3º Sarau em Libras promove 22 apresentações no Teatro César Cava

"Os mesmos se sentem realizados, pois sabem que oportunizaram um momento de entretenimento à comunidade surda, pois é muito difícil eventos direcionados a esse público".

VARIEDADES - DA REDAÇÃO

Data 13/05/2015
Horário 11:03
 

O Sarau em Libras transforma a linguagem dos sinais em arte inclusiva no palco de Teatro César Cava da Unoeste (Universidade do Oeste Paulista) de Presidente Prudente. Em sua terceira edição, o evento da Faclepp (Faculdade de Artes, Ciências, Letras e Educação) contou com 22 apresentações de música, teatro, poesia, depoimento, além de vídeo e palestra sobre direitos dos surdos.

Durante o evento, o arte-educador Josué Pantaleão pintou uma obra que interagia com um participante de cada grupo que se apresentava no palco.
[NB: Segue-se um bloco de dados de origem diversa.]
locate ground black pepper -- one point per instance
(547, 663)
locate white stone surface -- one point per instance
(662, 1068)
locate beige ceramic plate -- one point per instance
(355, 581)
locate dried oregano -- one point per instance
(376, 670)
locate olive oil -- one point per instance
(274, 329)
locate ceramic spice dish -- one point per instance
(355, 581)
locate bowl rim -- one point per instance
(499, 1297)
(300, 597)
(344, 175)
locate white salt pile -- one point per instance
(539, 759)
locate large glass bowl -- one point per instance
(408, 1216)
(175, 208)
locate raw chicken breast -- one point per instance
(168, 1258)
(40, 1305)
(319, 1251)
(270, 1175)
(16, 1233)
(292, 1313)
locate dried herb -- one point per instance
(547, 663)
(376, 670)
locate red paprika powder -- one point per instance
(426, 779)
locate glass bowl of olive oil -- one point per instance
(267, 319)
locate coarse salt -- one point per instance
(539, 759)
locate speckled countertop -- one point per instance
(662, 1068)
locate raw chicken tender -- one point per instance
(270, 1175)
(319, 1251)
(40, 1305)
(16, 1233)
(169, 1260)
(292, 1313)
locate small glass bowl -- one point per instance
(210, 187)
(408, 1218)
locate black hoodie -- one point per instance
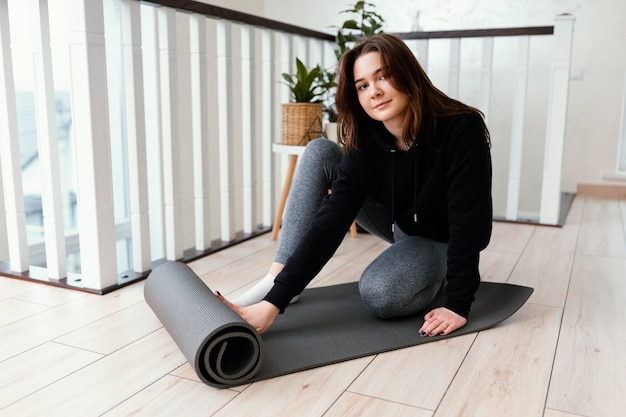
(441, 191)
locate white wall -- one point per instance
(599, 51)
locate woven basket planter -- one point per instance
(301, 123)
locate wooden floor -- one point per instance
(67, 353)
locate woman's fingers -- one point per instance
(441, 321)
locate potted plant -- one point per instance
(302, 117)
(366, 23)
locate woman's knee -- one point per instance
(321, 150)
(386, 302)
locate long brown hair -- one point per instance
(426, 102)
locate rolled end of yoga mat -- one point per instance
(223, 349)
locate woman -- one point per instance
(415, 170)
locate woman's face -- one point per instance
(380, 100)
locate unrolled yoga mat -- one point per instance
(328, 325)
Um dos momentos mais emocionantes foi o depoimento da egressa de Letras, Andréa Segatto, que relatou a importância da Libras na vida dela durante o difícil tratamento de um câncer raro.

Valéria Isaura de Souza, coordenadora do evento e professora responsável pela disciplina de Libras, enfatizou a evolução das apresentações nessa edição. De acordo com ela, devido às condições da surdez, a cultura surda necessita de estratégias visuais como expressão corporal e facial, além do figurino que ajuda na aproximação do real. "Dessa forma, as apresentações ficam mais atraentes para as pessoas surdas e para os ouvintes também".

Gisele de Andrade Teixeira Sales, da comissão organizadora, comenta que os acadêmicos se dedicaram muito nos ensaios e todos demonstraram muito empenho para atingir uma boa preparação profissional. "Os mesmos se sentem realizados, pois sabem que oportunizaram um momento de entretenimento à comunidade surda, pois é muito difícil eventos direcionados a esse público".

Nayara Cristina Oliveira Menezes, acadêmica do 5º termo de Ciências Biológicas, abriu as apresentações com a interpretação do Hino Nacional. Ela teve contato com a linguagem dos surdos no coral da escola e se apaixonou. Quando terminar a faculdade, Menezes quer se aprimorar com o curso de 60 horas. "Eu quero ser professora e além de Libras ser algo bonito, eu quero integrar mais o aluno surdo na aula, não só deixar para o intérprete. Libras é importante, não é porque a pessoa tem uma deficiência, que tem que ser excluída, mas pra gente poder se comunicar com eles e entender um universo maravilhoso e totalmente diferente para nós ouvintes".

Souza finaliza ressaltando que a maioria dos surdos de Presidente Prudente e região são jovens e interagem em qualquer lugar, mas ainda existem várias barreiras comunicacionais na sociedade. "No evento, eles se sentem bem à vontade, porque são bem acolhidos e atendidos com acessibilidade linguística, conforme suas necessidades", finaliza a professora.